Anderson knows friends and relatives looking for work too: certified teachers who are working as subsitutes, a recently laid-off legal secretary and a police officer. In the Houston Sugarland Baytown area, more than 200,000 people are unemployed, according to the latest Texas Workforce Commission numbers. John Diamond, a fellow at Rice University's Baker Institute, says that the seven percent unemployment rate for the region 'just isn't good.'
"I do think Houston is doing relatively better than some other places. You know, that doesn't mean it's a good situation. It just means that it's not as bad here as it is in some other places."
Diamond says Houston's current unemployment rate is still well above what economists consider a normal rate. At least one very specific industry in Texas is looking to hire a lot more workers. Charles Vantine, with a Truck Driver temp agency, is looking to hire drivers. Judging from the empty table at the workforce site, he's not having much luck.
"The oil and gas industry has come through this part of this country and taken a lot of drivers to the oil fields - by a lot. You know, there are a lot of folks that I'd like to hire out there but they just don't have the qualifications."

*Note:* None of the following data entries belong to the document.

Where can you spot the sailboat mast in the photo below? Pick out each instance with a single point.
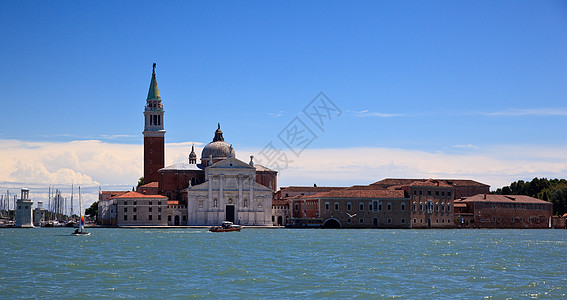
(81, 216)
(71, 200)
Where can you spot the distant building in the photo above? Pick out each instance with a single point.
(24, 217)
(218, 188)
(502, 211)
(281, 206)
(39, 214)
(432, 200)
(354, 207)
(135, 209)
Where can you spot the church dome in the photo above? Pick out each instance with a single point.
(218, 148)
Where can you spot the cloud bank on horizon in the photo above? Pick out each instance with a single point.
(93, 163)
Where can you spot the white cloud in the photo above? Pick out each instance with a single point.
(529, 112)
(366, 113)
(38, 165)
(497, 166)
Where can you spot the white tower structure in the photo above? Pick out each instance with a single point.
(24, 210)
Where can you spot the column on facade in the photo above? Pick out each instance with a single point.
(240, 198)
(220, 202)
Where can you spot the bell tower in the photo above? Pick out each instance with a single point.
(154, 133)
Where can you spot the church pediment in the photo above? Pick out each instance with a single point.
(231, 163)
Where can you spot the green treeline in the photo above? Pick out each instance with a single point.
(551, 190)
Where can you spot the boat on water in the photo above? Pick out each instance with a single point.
(81, 229)
(225, 227)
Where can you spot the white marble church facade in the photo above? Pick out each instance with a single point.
(230, 193)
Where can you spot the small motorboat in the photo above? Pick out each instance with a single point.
(225, 227)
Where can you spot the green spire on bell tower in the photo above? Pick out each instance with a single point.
(153, 93)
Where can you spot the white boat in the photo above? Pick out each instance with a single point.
(81, 229)
(225, 227)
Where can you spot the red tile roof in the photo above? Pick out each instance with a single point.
(360, 193)
(502, 198)
(451, 182)
(151, 184)
(138, 195)
(310, 189)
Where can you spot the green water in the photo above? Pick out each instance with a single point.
(283, 263)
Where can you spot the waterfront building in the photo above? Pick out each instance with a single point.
(281, 212)
(107, 207)
(502, 211)
(39, 214)
(135, 209)
(354, 207)
(154, 132)
(432, 200)
(218, 188)
(24, 210)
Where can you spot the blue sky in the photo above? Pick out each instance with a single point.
(464, 78)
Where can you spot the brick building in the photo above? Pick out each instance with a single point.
(502, 211)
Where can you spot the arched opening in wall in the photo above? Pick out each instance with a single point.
(332, 223)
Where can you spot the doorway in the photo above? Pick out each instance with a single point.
(229, 216)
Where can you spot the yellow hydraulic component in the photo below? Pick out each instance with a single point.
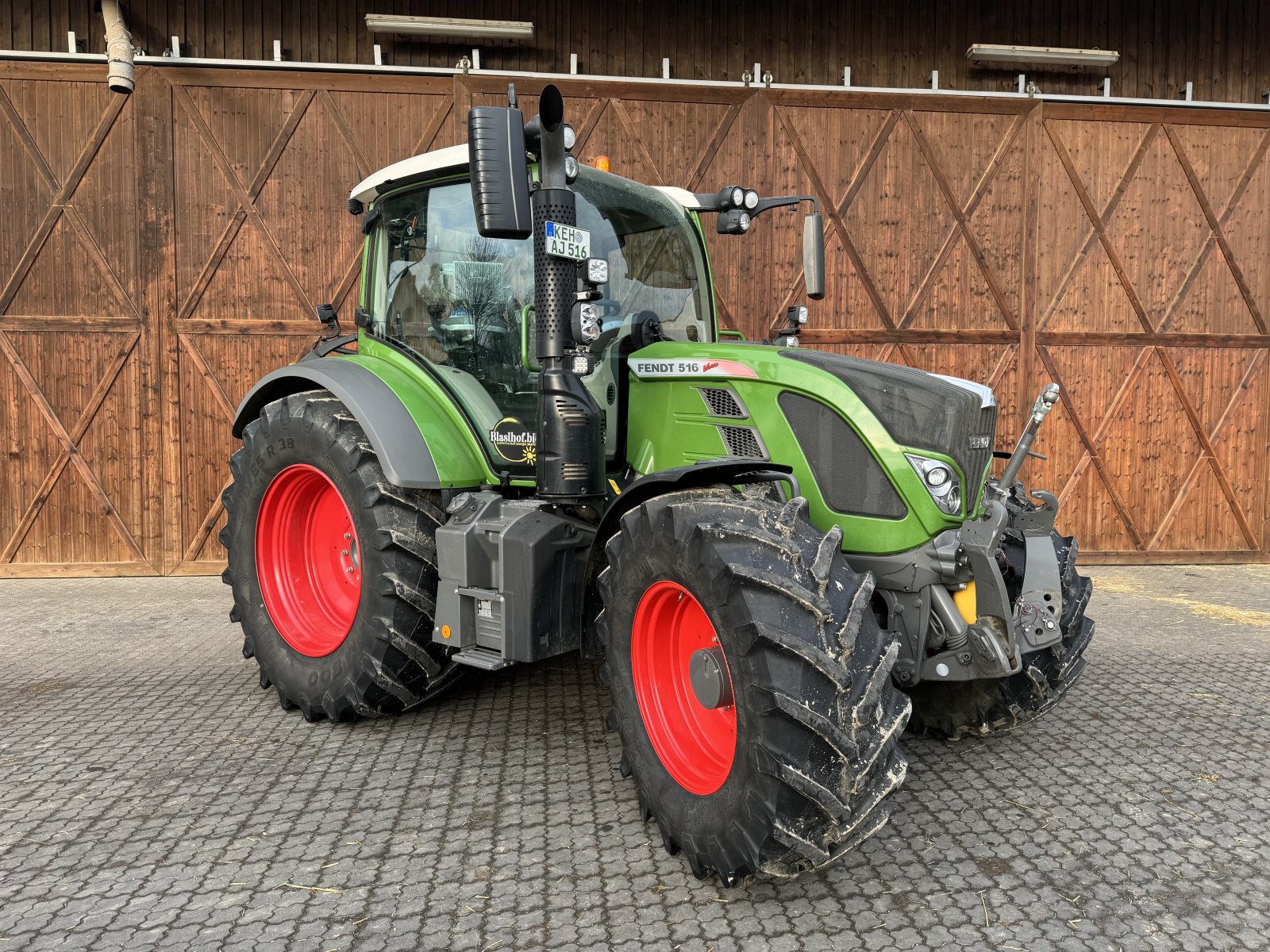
(967, 603)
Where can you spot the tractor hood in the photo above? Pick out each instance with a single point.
(861, 436)
(949, 416)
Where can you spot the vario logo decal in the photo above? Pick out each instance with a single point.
(690, 368)
(514, 441)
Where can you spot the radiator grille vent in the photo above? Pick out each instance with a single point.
(723, 403)
(743, 442)
(848, 475)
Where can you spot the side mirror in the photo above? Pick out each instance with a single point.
(813, 255)
(501, 181)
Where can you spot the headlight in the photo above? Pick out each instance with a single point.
(940, 482)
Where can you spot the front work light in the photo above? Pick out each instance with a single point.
(940, 482)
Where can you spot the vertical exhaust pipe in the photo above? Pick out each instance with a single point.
(569, 467)
(118, 48)
(571, 455)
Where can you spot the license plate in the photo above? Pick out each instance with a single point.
(568, 241)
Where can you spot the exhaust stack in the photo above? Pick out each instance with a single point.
(569, 466)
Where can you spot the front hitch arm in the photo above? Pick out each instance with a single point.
(1041, 410)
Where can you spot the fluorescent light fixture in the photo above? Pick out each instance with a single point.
(991, 54)
(454, 27)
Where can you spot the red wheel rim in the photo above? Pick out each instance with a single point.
(696, 744)
(308, 560)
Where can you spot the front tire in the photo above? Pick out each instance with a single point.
(794, 766)
(333, 569)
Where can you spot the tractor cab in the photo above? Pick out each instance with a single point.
(461, 304)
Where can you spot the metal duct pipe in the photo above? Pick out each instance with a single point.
(118, 48)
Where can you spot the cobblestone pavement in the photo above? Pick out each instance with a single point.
(152, 797)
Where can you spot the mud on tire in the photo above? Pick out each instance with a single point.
(387, 662)
(817, 714)
(996, 706)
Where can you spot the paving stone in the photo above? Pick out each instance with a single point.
(154, 797)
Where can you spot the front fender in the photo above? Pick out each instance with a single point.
(419, 444)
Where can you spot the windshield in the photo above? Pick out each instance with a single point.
(654, 255)
(461, 302)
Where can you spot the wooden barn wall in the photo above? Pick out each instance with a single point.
(1218, 46)
(159, 253)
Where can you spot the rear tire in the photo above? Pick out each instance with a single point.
(979, 708)
(379, 658)
(816, 716)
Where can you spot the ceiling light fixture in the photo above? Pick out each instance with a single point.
(996, 54)
(451, 27)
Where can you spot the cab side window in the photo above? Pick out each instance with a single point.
(456, 298)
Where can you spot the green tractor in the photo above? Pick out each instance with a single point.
(537, 442)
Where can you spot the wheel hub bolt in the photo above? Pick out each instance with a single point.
(708, 672)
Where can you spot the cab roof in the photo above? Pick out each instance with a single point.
(454, 159)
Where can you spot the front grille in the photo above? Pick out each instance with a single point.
(848, 475)
(723, 403)
(918, 409)
(743, 442)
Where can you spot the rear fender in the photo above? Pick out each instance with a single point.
(419, 444)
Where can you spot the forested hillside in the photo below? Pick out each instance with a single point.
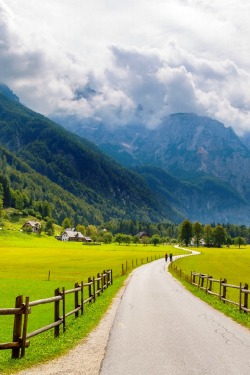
(45, 162)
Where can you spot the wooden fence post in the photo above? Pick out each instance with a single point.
(94, 288)
(82, 298)
(57, 313)
(90, 294)
(25, 326)
(240, 300)
(98, 284)
(64, 309)
(224, 295)
(246, 298)
(17, 329)
(76, 300)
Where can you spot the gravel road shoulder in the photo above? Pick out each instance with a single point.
(86, 358)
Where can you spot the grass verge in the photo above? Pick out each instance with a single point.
(77, 329)
(229, 310)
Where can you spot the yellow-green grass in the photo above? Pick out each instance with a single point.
(232, 264)
(27, 260)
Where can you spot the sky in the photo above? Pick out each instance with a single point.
(129, 62)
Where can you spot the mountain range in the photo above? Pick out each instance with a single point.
(70, 169)
(198, 165)
(189, 167)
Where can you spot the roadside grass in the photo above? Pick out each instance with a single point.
(25, 263)
(232, 264)
(45, 347)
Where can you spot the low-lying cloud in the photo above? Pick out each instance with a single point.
(135, 85)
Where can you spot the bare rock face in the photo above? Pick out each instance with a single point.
(209, 162)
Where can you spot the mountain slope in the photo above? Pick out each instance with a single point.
(209, 162)
(75, 164)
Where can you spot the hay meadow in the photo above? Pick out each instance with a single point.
(35, 265)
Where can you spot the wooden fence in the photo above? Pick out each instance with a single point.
(95, 286)
(217, 287)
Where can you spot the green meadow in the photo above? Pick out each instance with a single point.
(232, 264)
(34, 266)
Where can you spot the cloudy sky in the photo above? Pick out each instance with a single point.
(129, 61)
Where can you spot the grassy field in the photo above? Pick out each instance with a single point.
(232, 264)
(25, 263)
(27, 259)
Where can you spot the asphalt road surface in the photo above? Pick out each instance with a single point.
(162, 329)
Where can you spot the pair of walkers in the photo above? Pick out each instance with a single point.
(170, 257)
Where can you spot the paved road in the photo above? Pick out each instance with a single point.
(162, 329)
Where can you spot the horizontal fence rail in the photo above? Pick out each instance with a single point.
(83, 293)
(217, 287)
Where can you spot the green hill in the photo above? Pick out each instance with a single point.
(47, 163)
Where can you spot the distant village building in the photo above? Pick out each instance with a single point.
(73, 235)
(34, 226)
(143, 235)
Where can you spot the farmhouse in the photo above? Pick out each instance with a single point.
(34, 226)
(143, 235)
(72, 235)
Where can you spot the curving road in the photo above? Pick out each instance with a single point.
(162, 329)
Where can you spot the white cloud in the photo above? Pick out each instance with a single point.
(130, 62)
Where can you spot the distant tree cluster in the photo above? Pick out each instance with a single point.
(213, 235)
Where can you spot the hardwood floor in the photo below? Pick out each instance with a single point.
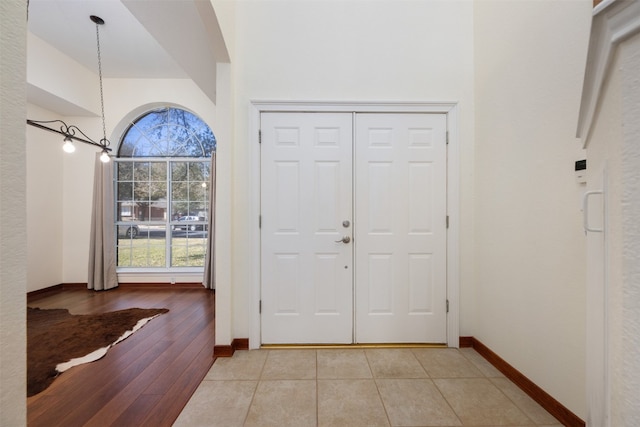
(143, 381)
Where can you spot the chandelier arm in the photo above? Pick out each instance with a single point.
(68, 132)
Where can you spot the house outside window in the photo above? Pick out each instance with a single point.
(162, 180)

Those qualifications are clean driving records and clean enough criminal records. It's been the toughest time for him to recruit in the past 15 years, he says. And there are other sectors that are hiring too, like oil and gas and manual labor. Rocio Hall,an employment counselor at Workforce Solutions, says placement has slowed down in the last month or so. And she's noticed another trend also in the past month.
"What I've been notice is that a lot of people from other states are coming here to get a job. People from all over the country, from California, Colorado, ah, you name it."
She says it's a little scary, a bit more challenging, because that means more people to place.